Aber mein Zorn war schnell verraucht. Meine hilflose Wut konnte Barbara nichts nützen, und ich würde klüger daran tun, eine höfliche Sprache zu führen, wenn ich hoffte, ihr dienen zu können. So legte ich das Kleid der Bescheidenheit wieder an und kehrte ruhig ins Kloster zurück. Kaum hatte ich meine Zelle betreten, als auch Pater Angelo schon nach mir sandte. Er saß hinter einem dicken Stoß von Papieren.

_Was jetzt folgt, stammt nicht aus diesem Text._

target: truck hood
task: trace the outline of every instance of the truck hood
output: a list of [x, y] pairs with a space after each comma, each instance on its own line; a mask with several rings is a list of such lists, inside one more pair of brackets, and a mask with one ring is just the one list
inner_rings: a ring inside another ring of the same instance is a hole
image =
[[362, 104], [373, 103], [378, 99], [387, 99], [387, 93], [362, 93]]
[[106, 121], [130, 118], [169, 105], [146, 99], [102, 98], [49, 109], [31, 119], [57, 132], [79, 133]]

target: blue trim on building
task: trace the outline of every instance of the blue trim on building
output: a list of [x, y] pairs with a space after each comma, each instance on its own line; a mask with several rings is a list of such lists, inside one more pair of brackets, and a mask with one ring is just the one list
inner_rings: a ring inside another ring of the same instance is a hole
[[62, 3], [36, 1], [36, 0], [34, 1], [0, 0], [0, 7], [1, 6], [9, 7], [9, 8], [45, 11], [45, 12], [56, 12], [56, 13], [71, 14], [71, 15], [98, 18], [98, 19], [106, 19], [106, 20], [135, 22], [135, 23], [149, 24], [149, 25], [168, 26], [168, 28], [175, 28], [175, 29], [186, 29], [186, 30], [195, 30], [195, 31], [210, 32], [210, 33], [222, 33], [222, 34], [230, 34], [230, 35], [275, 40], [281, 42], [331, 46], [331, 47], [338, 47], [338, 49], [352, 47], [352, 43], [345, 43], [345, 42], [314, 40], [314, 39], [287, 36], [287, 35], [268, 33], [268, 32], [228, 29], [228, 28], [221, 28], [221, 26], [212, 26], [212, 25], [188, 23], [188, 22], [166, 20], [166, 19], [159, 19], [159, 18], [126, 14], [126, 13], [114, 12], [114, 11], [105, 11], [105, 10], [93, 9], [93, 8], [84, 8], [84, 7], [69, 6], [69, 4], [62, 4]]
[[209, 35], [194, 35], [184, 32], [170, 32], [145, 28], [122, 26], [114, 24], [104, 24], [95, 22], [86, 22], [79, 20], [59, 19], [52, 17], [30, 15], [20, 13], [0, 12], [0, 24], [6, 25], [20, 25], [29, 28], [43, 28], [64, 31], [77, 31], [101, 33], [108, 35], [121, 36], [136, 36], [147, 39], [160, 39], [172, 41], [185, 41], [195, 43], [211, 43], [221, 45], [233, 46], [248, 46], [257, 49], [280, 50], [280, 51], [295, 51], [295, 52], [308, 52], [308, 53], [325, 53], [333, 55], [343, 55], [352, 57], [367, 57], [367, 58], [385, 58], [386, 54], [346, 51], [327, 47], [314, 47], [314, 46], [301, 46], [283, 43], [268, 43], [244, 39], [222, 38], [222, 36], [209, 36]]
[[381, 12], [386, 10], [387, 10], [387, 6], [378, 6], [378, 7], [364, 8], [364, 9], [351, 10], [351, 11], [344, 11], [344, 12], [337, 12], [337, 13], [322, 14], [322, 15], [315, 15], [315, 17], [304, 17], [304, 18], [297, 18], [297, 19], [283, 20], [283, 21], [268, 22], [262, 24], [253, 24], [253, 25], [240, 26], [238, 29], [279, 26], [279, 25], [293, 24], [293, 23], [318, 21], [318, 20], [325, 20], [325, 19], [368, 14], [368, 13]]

»Stählt Euer Herz, mein Sohn Michael, auf daß Ihr die Wahrheit ertragt«, sagte er freundlich. »Der Prozeß beginnt heute, und Ihr müßt stark sein. Um Euch auf die Dinge vorzubereiten, die Ihr zu erdulden habt, werde ich Euch das gesammelte Beweismaterial vorlegen, obwohl dieser Schritt nicht mit der angebrachten Gerichtspraxis in Einklang steht. Ich tue ihn um Eurer Seele willen. Wisset denn, Euer Weib ist eine Hexe.«
Das hatte ich erwartet; daher antwortete ich nicht, sondern neigte nur den Kopf und schlug ein Kreuz, um ihm zu gefallen. Dann fragte ich ruhig: »Darf ich sie beim Prozeß sehen?«
Pater Angelo seufzte.
»Wir können es nicht hindern, und Eurem Seelenheil wird es nützen, wenn Ihr anwesend seid. Doch wenn Ihr diese beschworenen Aussagen gelesen habt, werdet Ihr keine Zweifel mehr hegen. Später will ich Euch bitten, Eure eigene Aussage zu unterzeichnen, die vom Sekretär des Inquisitionsgerichtes nach meinem Diktat niedergeschrieben wurde.«
Er reichte mir die Papiere, und ich begann sie aufmerksam durchzulesen, obwohl ich bisweilen einen zornigen oder erstaunten Ausruf nicht unterdrücken konnte. Doch bezähmte ich mich und hielt die Augen gesenkt, so daß Pater Angelo ihren Ausdruck nicht bemerken konnte. Sein forschender Blick ruhte unverwandt auf mir, und die Überzeugung hatte sein schönes, gedankendurchfurchtes Gesicht in Stein verwandelt.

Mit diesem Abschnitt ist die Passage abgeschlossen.